A thing I am confused about: what is the medium-to-long-term actual policy outcome you’re aiming for? And what is the hopeful outcome which that policy unlocks?
You say “implement international AI compute governance frameworks and controls sufficient for halting the development of any dangerous AI development activity, and streamlined functional processes for doing so”. The picture that brings to my mind is something like:
Track all compute centers large enough for very high-flop training runs
Put access controls in place for such high-flop runs
A prototypical “AI pause” policy in this vein would be something like “no new training runs larger than the previous largest run”.
Now, the obvious-to-me shortcoming of that approach is that algorithmic improvement is moving at least as fast as scaling, a fact which I doubt Eliezer or Nate have overlooked. Insofar as that algorithmic improvement is itself compute-dependent, it’s mostly dependent on small test runs rather than big training runs, so a pause-style policy would slow down the algorithmic component of AI progress basically not-at-all. So whatever your timelines look like, even a full pause on training runs larger than the current record should less than double our time.

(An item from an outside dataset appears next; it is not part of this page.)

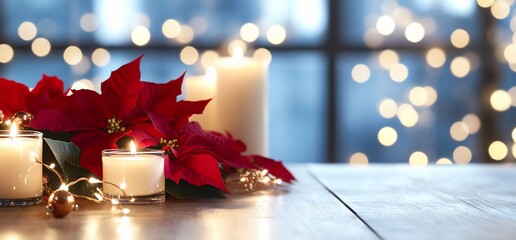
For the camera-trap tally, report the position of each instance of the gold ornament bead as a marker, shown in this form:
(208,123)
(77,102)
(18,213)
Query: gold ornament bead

… and that still makes implementation of a pause-style policy a very worthwhile thing for a lot of people to work on, but I’m somewhat confused that Eliezer and Nate specifically currently see that as their best option? Where is the hope here? What are they hoping happens with twice as much time, which would not happen with one times as much time? Or is there some other policy target (including e.g. “someone else figures out a better policy”) which would somehow buy a lot more time?
I don’t speak for Nate or Eliezer in this reply; where I speak about Eliezer I am of course describing my model of him, which may be flawed.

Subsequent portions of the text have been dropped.